23 Dan zal God u zegenen met regen in de zaaitijd, met overvloedige oogsten en mals grasland voor uw vee.
24 De ossen en jonge ezels waarmee u het land bewerkt, zullen verrijkt en goed verzorgd voer krijgen.
25 Op die dag dat God uw vijanden vernietigt, zal Hij u waterstromen geven die langs elke berg en elke heuvel naar beneden klateren.
26 De maan zal net zo helder schijnen als de zon en het licht van de zon zal zo fel zijn als het licht van zeven dagen bij elkaar! Zo zal het zijn als de Here zijn volk geneest en de wonden die Hij heeft geslagen, verzorgt.

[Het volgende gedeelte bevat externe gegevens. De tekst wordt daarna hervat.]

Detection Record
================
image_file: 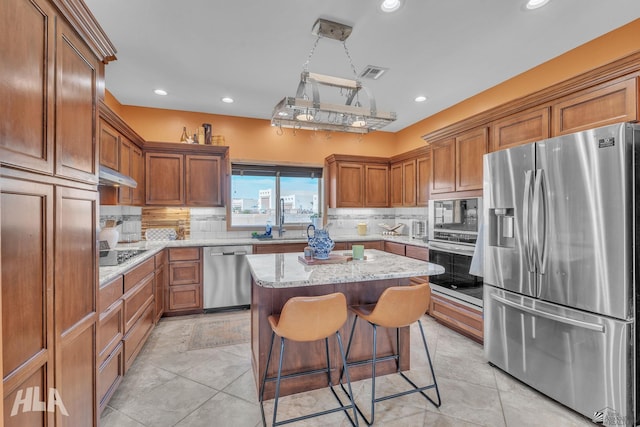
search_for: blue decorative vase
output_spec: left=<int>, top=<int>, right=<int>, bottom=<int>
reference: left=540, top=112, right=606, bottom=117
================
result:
left=307, top=224, right=335, bottom=259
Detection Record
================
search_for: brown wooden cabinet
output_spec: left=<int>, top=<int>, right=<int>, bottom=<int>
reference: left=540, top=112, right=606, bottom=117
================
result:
left=489, top=107, right=551, bottom=151
left=389, top=147, right=431, bottom=206
left=54, top=20, right=102, bottom=184
left=429, top=294, right=484, bottom=344
left=431, top=127, right=489, bottom=194
left=129, top=145, right=144, bottom=206
left=456, top=127, right=489, bottom=191
left=144, top=153, right=185, bottom=206
left=0, top=176, right=55, bottom=426
left=99, top=102, right=144, bottom=206
left=325, top=154, right=389, bottom=208
left=164, top=248, right=202, bottom=316
left=389, top=162, right=404, bottom=207
left=430, top=138, right=456, bottom=194
left=153, top=250, right=167, bottom=323
left=118, top=137, right=133, bottom=205
left=0, top=0, right=115, bottom=427
left=416, top=154, right=431, bottom=206
left=99, top=117, right=120, bottom=171
left=184, top=155, right=223, bottom=206
left=551, top=77, right=638, bottom=136
left=144, top=142, right=228, bottom=206
left=96, top=276, right=124, bottom=412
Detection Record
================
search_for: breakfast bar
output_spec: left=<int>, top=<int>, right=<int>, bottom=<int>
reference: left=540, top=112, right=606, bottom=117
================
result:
left=247, top=249, right=444, bottom=399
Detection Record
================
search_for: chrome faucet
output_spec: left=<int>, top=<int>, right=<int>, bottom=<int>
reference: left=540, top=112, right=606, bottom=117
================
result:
left=278, top=197, right=287, bottom=237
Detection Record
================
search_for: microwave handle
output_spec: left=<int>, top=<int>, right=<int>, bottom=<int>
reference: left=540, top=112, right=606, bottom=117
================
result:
left=429, top=241, right=473, bottom=256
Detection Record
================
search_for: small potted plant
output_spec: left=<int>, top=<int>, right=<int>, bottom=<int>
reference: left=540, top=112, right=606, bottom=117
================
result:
left=311, top=213, right=322, bottom=230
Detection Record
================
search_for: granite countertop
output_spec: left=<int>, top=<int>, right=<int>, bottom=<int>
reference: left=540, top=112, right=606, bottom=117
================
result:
left=99, top=234, right=429, bottom=285
left=247, top=249, right=444, bottom=288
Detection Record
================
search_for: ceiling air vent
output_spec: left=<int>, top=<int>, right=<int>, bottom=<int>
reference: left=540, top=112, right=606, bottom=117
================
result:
left=359, top=65, right=389, bottom=80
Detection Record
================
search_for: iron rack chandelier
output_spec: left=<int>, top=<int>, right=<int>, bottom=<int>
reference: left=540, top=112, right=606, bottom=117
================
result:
left=271, top=19, right=396, bottom=133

27 Kijk, de Here komt van ver weg, vlammend van toorn, omringd door omhoogrijzende dikke rook. Zijn lippen zijn gevuld met razende toorn, zijn woorden zijn verterend als vuur.
28 Zijn adem stort zich als een waterval over hen allen uit en vaagt hen weg. Hij zal de trotse volken uitzeven, hen een bit tussen de tanden leggen en naar hun verderf leiden.
29 Maar het volk van God zal een vreugdelied zingen, als de liederen die 's nachts opklinken als de heilige feesten worden gevierd. Zijn volk zal een blij hart hebben, als een fluitspeler die een groep pelgrims aanvoert naar Jeruzalem, de berg van de Here, de rots van Israël.